En Ñiquén Adrien conoció la materia prima que le ayudó a ganar este reconocimiento. “Cuando llegué no habían tantas canteras de piedra como en Francia. Eso acá no estaba tan desarrollado, pero sí me encontré con el río Perquilauquén y San Fabián de Alico, en donde hay muchas rocas. Son un poco difíciles de trabajar, por eso el trabajo se ha dado más lento. Las piedras no deben tener fisuras, por lo que trabajo con rocas de río que son más resistentes”, cuenta Adrien entusiasmado.

“Cuando uno ve el trabajo como el que se envió al Ministerio de las Culturas para el premio, no piensa que eso salió de un bolón que hubiera servido para hacer un camino. La inspiración es la naturaleza, pero también hay una arquitecta anglo iraní que admiro mucho y que se llama Zaha Hadid. Me gustan las formas modernas, las curvas y cosas que son suaves y que hoy se encuentran en el diseño industrial y artesanal. Hago diseño de piezas de uso cotidiano como platos, me dedico a la ecoconstrucción como mi casa de paja y barro, y la escultura”, resume el artesano.

-¿Cómo te defines?

-No me siento escultor, porque en Burgos trabajé con uno y él tenía otro vocabulario. Yo nací y me crié en la construcción. Me demoraría mucho en hacer un busto de un personaje. Me siento más un artesano. Una vez me dijeron que eso significaba ser artista y campesino. Por lo tanto, me siento una persona que cultiva el arte.

-¿Cómo tomaste la noticia del premio?

-Muy feliz de haber recibido este premio. Se me han abierto puertas que antes no se querían abrir. Siento que de ahora en adelante tendrá un peso importante. Acá en Chile no tenía ningún reconocimiento. La Escuela en Francia en donde estudié es muy famosa en Francia, pero acá no.

-¿Y este estilo de vida lo adquiriste en Chile?
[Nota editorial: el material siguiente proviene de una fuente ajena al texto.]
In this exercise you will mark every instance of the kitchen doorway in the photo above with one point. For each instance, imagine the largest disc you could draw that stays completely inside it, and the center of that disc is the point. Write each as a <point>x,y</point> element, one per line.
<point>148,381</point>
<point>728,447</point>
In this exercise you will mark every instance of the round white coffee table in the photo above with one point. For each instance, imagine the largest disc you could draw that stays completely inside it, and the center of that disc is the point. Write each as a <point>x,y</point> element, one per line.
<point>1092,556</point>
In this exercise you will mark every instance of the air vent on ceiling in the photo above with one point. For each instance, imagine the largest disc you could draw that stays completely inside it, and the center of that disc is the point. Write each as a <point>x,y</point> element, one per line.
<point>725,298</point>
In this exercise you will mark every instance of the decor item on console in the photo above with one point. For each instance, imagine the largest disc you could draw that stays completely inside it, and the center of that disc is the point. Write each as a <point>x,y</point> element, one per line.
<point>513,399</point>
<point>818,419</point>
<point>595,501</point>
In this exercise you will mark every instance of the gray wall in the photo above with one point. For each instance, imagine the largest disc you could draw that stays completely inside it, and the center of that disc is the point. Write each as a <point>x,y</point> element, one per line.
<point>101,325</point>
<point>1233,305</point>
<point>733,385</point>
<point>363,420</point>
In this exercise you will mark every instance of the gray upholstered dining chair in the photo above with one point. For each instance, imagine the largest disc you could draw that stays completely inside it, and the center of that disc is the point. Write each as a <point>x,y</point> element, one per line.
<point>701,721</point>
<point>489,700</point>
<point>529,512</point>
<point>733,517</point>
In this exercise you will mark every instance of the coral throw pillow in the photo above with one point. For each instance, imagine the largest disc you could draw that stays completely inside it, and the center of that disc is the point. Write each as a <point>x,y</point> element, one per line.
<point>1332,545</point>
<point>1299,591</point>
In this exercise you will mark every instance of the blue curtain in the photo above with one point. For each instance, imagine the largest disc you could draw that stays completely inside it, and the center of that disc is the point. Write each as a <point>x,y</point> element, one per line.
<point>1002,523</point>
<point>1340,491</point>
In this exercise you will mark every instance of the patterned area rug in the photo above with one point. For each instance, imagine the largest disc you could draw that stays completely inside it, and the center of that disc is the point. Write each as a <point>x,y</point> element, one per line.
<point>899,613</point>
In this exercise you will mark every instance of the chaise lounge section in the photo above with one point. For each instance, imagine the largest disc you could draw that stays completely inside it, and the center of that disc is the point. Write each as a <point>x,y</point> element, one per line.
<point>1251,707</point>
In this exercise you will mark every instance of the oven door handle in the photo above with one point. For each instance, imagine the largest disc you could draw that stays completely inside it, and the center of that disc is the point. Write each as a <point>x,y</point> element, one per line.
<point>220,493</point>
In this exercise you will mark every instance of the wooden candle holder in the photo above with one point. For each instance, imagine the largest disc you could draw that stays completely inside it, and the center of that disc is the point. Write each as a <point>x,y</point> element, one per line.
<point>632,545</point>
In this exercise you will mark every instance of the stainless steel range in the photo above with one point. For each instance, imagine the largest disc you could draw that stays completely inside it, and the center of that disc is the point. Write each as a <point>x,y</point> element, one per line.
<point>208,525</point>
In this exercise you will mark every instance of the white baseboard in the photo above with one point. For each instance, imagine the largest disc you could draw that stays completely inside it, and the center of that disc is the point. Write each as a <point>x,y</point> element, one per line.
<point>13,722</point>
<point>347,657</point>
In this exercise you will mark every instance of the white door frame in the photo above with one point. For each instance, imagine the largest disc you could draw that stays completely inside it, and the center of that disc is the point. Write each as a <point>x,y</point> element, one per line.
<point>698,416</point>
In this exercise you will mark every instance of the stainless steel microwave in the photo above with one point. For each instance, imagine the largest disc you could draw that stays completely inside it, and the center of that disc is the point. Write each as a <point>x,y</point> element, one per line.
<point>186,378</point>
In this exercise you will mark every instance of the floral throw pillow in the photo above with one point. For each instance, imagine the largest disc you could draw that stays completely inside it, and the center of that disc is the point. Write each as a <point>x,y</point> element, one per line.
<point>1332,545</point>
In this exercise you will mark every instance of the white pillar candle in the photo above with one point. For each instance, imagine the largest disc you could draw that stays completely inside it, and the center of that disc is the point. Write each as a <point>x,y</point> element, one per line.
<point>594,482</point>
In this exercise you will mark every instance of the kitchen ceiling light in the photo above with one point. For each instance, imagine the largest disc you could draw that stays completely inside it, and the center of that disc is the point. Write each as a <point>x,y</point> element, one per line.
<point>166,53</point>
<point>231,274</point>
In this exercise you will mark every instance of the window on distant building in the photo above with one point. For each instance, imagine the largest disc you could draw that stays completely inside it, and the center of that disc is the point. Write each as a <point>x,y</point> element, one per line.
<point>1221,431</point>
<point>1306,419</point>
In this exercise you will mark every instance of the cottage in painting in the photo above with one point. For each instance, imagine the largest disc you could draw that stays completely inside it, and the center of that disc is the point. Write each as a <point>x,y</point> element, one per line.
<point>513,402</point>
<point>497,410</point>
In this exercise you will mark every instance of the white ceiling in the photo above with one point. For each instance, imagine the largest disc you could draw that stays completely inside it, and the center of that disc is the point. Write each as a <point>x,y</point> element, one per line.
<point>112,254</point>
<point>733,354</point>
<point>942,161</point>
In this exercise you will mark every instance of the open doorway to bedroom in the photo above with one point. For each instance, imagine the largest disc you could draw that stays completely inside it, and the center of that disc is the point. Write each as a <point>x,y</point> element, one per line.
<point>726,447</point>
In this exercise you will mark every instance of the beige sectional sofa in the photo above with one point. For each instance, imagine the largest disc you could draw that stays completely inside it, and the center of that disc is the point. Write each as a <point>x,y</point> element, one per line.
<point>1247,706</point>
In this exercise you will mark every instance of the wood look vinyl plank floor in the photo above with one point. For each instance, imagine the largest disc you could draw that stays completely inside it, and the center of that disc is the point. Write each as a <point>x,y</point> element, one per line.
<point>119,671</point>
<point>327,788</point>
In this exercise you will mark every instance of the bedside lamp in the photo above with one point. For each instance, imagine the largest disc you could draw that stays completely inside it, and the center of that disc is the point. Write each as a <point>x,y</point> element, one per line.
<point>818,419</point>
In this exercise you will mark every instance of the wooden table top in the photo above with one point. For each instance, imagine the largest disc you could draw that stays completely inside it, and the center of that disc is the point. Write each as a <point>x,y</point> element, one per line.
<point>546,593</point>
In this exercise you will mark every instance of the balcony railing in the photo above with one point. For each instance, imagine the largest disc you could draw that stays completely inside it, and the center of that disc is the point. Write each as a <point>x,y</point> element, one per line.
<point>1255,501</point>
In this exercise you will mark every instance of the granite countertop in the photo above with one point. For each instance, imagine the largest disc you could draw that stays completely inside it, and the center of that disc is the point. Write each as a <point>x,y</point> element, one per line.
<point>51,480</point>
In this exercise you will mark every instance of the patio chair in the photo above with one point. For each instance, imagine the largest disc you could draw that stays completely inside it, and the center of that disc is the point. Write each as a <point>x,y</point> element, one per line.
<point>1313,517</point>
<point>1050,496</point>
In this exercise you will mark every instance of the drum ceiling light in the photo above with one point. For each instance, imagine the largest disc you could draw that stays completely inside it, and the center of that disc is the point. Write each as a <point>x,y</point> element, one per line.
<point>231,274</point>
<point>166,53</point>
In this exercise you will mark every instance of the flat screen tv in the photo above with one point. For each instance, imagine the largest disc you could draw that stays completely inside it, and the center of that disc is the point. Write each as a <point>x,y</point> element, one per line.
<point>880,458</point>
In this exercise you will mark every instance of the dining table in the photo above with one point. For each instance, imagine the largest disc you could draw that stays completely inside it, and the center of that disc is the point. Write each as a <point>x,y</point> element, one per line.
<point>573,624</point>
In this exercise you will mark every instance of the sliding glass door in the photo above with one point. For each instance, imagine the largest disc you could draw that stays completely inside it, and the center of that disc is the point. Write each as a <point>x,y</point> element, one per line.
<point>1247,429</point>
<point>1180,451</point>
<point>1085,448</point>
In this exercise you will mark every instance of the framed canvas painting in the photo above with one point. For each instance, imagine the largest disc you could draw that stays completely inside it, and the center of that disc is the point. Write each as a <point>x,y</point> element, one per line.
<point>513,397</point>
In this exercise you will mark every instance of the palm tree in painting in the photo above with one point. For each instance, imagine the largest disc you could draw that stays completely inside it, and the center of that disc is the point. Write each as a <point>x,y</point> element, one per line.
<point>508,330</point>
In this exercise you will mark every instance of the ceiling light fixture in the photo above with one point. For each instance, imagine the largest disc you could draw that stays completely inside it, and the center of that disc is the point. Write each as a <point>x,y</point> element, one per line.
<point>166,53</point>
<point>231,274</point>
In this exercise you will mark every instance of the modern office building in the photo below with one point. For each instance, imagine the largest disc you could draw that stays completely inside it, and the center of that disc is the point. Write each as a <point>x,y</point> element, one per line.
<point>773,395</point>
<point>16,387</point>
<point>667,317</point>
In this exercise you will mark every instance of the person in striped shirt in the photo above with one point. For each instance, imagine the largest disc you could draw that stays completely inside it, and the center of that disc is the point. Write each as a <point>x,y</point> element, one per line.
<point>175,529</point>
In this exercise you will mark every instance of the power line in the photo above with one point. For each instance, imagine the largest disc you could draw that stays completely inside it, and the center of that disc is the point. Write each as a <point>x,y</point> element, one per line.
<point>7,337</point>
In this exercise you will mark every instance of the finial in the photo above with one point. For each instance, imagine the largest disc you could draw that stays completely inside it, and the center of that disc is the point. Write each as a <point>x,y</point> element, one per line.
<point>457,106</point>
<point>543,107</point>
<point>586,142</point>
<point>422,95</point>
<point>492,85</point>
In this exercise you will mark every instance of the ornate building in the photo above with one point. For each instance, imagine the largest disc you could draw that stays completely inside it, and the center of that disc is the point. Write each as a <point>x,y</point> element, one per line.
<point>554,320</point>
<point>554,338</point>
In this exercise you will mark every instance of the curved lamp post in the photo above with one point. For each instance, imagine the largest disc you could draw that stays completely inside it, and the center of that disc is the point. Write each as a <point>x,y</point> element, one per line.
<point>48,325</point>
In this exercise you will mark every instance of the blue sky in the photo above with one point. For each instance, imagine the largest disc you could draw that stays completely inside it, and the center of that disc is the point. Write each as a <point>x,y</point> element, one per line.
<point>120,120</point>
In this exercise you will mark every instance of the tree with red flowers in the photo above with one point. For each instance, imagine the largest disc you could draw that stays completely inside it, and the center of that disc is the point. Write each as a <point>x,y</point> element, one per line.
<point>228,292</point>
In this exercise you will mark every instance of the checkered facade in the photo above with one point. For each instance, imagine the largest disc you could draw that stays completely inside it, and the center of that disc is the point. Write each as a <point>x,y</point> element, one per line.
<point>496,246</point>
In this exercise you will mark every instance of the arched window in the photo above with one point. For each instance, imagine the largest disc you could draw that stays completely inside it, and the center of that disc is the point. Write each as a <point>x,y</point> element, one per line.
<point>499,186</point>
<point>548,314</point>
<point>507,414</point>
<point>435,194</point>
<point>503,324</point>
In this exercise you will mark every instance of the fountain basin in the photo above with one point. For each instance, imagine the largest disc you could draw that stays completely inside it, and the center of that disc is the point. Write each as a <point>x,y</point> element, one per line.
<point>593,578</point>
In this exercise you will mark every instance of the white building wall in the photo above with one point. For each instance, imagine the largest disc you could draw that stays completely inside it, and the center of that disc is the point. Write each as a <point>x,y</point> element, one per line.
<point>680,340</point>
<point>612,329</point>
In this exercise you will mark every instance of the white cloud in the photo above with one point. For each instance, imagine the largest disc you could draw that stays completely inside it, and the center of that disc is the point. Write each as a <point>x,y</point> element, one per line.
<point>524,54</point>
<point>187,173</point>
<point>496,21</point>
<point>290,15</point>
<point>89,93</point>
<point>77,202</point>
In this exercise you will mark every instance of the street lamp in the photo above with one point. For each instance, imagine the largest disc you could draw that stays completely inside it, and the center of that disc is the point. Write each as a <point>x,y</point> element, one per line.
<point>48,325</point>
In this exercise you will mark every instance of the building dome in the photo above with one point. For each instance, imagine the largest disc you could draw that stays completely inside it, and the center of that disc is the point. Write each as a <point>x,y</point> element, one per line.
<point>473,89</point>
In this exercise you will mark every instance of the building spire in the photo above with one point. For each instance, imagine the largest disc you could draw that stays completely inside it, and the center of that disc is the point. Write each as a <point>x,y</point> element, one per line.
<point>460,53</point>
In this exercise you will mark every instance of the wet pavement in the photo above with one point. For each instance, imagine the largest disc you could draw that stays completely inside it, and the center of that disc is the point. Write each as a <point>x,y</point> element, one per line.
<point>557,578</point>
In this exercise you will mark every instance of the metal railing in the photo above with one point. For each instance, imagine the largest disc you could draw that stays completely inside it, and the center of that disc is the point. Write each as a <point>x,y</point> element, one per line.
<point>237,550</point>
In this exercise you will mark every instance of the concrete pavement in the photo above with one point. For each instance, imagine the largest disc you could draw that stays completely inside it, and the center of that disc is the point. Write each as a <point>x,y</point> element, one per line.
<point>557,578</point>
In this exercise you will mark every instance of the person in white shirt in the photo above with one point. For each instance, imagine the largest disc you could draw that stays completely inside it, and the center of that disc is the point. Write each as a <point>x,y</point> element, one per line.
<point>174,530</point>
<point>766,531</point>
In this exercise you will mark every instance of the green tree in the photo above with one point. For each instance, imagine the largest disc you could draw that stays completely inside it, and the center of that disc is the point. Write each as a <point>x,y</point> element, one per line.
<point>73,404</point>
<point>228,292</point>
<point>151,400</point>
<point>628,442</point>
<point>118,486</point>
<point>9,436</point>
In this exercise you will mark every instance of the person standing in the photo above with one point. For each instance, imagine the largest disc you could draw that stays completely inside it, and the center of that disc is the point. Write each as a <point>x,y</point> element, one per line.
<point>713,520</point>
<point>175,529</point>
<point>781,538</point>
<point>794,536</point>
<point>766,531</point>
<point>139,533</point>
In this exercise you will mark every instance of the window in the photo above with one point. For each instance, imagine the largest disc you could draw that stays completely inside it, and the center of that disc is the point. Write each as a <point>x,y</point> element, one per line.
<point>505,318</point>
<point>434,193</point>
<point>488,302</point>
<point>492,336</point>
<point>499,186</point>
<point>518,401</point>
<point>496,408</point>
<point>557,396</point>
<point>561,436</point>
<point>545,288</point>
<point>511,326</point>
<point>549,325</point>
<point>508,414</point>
-En Francia trabajaba en una empresa que restauraba casas de piedra, iglesias y monumentos nacionales. Yo era la persona que iba a la obra a tomar las medidas y buscaba las plantillas para llevarlas al taller. Era un puesto bien interesante, desde el principio hasta el final. Era una pega estupenda, pero yo quería vivir de manera sustentable, de la forma en que estamos viviendo acá. Había días que no podía ver a mis hijos. En cambio acá estamos todos juntos y podemos consumir los alimentos que cultivamos en este terreno. Somos muy felices.

-¿Qué virtudes ves en Ñuble para el desarrollo de la cultura?

-Yo creo que acá hay todo. Hay agua y buenos suelos, pensamos que falta educación ambiental, por eso hicimos una granja para contarle a la gente que se puede vivir de esta forma y bien. Aprender a valorar otras cosas.

Desde el ministerio

La delegada ministerial, Soledad Castro, precisó que “reconocimientos como este ponen los ojos en Ñuble y en su gran valor cultural. No solo como cuna de artistas, también como tierra fértil e inspiración para la creación de personas que deciden vivir en Ñuble y desde aquí desarrollar y aportar al territorio con una economía creativa como lo es la artesanía. Este sello se suma a los otros dos que ya tiene la región con los obtenidos por la artesanas de Quinchamalí, Victorina Gallegos y Mónica Venegas. Esto demuestra que la producción artesanal de Ñuble tiene un alto valor estético que debemos promover en mercados más allá de la Región de Ñuble”.